Globally, the shipping industry has slashed costs and tried to build scale to weather its downturn. In May, Germany's Hapag-Lloyd <HLAG.DE> formed an alliance with five Asian rivals including Hanjin, seeking to save on expenses by pooling runs to various destinations.

The Baltic Dry Index <.BADI>, which measures changes in sea transport cost, fell to an all-time low of 290 in early February from more than 1,000 in mid-2015. It rebounded to 720 by Friday.

Hanjin Shipping had debt of 5.6 trillion won at the end of 2015. Earlier this month, Hanjin Group submitted a plan to Hanjin Shipping's creditors pledging to raise up to 500 billion won for the troubled shipper.

But Hanjin Shipping was not expected to be able to pay up to roughly 1.3 trillion won in obligations such as charter fees and terminal use fees through next year, even if it succeeded in renegotiating loss-making charter contracts and rolling over bank debt, KDB had said.

South Korean officials on Tuesday ruled out a merger of Hanjin and rival Korean shipping line Hyundai Merchant Marine Co <011200.KS>, which is also under a debt restructuring program.

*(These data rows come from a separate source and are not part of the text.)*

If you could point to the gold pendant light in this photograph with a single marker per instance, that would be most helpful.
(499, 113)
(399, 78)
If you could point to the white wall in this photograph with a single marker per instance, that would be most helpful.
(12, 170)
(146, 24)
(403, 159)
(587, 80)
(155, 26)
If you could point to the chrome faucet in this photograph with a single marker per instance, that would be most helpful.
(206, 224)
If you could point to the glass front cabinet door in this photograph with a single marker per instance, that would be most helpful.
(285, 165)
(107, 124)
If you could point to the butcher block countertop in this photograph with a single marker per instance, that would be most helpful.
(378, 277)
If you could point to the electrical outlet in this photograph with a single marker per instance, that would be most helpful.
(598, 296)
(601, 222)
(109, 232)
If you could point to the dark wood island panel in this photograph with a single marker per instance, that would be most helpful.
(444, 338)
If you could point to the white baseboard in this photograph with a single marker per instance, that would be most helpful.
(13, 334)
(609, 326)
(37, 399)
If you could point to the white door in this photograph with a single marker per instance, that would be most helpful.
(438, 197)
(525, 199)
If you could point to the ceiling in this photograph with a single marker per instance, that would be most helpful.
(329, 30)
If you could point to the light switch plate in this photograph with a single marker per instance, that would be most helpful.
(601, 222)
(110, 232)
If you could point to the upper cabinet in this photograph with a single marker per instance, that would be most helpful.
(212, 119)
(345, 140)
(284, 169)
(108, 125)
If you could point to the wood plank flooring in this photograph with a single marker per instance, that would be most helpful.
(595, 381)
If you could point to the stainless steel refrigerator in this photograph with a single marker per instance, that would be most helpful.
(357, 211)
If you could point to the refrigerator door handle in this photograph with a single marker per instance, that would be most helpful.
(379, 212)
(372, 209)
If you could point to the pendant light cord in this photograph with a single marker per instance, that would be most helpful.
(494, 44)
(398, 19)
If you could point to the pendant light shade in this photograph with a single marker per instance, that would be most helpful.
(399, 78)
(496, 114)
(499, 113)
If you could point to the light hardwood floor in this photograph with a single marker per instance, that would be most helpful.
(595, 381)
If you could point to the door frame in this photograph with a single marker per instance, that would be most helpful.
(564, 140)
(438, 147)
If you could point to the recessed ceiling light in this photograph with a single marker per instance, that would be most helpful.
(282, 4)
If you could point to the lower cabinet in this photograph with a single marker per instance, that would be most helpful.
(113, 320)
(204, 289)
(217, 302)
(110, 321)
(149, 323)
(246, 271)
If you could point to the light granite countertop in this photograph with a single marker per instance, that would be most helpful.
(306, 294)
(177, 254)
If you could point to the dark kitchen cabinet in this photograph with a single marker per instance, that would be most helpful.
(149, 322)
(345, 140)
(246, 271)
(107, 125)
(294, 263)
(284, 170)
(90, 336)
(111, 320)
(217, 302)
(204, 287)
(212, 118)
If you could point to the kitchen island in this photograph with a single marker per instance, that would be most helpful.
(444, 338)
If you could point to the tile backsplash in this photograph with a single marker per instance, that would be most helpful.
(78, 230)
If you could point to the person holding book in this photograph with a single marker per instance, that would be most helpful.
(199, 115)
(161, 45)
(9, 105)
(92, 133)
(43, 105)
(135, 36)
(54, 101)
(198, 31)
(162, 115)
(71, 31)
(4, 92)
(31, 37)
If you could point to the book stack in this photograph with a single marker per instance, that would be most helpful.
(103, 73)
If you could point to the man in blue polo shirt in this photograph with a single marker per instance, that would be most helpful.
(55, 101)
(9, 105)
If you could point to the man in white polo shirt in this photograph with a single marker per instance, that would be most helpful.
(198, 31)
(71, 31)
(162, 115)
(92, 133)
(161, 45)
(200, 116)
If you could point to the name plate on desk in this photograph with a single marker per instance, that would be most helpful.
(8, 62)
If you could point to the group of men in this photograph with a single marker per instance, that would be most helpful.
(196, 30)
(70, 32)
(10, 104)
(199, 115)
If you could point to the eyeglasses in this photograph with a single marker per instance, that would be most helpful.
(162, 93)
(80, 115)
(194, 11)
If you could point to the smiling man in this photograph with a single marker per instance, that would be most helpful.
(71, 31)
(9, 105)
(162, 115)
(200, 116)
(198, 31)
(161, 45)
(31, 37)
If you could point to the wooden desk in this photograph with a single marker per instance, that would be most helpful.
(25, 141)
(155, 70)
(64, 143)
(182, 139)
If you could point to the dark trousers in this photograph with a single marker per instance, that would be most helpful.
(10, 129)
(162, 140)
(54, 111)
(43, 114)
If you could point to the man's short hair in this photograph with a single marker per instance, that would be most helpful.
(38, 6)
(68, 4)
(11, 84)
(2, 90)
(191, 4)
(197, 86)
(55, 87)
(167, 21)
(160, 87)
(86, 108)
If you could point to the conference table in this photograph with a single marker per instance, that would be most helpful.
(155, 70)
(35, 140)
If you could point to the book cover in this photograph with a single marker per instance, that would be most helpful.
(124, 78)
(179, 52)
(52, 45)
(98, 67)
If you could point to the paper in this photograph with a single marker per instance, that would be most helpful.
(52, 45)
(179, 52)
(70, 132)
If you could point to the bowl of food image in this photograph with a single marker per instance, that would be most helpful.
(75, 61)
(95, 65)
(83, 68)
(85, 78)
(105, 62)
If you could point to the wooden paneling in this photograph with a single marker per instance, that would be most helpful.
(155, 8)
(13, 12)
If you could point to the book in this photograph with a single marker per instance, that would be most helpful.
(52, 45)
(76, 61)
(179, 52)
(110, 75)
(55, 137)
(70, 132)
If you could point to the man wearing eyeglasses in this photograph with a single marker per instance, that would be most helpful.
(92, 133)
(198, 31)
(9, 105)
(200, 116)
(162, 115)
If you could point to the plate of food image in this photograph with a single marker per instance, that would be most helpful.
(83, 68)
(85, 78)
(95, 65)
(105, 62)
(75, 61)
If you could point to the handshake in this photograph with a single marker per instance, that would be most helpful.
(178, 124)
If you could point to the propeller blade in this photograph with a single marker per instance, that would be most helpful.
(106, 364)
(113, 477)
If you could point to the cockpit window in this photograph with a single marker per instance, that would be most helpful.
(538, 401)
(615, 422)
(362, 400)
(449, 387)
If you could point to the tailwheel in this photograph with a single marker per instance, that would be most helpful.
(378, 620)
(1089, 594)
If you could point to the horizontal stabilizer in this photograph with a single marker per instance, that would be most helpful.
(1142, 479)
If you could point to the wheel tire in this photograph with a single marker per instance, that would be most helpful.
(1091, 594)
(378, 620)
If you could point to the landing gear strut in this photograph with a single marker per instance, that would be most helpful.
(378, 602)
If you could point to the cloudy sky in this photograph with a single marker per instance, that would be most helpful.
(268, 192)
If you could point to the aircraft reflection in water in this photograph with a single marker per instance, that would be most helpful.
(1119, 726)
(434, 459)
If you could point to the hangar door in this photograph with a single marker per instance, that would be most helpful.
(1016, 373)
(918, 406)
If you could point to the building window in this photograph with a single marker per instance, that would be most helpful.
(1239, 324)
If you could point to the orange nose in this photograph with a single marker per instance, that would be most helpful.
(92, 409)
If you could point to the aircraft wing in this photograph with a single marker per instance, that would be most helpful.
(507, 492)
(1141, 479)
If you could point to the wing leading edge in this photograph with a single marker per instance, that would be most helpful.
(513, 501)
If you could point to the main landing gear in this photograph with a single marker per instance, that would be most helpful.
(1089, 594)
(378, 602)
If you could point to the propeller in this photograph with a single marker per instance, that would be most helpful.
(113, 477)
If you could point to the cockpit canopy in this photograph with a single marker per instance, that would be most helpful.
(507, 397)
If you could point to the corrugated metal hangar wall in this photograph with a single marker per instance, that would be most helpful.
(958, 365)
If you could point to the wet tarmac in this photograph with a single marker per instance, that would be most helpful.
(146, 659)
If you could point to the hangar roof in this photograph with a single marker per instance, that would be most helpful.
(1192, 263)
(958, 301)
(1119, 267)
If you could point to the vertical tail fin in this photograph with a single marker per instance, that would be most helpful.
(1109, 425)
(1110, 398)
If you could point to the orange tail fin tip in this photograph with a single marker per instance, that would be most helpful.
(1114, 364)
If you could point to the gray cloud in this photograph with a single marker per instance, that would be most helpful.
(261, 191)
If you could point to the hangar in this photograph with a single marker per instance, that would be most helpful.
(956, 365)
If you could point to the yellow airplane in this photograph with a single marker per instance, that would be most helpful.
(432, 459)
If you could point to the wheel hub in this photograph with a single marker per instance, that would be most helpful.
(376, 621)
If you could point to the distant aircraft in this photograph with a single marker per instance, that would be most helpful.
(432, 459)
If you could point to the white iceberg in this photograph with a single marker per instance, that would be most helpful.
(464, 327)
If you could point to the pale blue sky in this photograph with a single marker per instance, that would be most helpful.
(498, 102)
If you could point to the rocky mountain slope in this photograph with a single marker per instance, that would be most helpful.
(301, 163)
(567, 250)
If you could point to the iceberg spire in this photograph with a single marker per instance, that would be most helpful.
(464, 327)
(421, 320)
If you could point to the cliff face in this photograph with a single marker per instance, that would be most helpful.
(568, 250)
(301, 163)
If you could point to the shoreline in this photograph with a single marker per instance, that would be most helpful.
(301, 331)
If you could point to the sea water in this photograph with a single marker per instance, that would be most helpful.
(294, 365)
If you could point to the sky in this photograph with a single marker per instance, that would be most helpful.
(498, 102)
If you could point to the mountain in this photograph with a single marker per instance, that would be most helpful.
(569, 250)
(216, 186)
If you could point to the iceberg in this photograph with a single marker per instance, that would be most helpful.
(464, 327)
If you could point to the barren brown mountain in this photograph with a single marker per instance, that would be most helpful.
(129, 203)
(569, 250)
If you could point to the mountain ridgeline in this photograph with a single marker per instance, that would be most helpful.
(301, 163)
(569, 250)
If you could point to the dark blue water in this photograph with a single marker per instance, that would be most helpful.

KDB officials, declining to be named, said they expected Hanjin to seek court receivership, which was likely to result in bankruptcy proceedings. The creditor-led debt restructuring period ends on Sept. 4.

In June, South Korea announced an 11 trillion won fund to support two state-run banks, KDB and the Export-Import Bank of Korea (KEXIM), that were heavily exposed to shipping and shipbuilding firms.

Lee said banks exposed to Hanjin Shipping had been preparing loan-loss provisions.

"The risk of the company destabilizing the financial market is quite low," he said.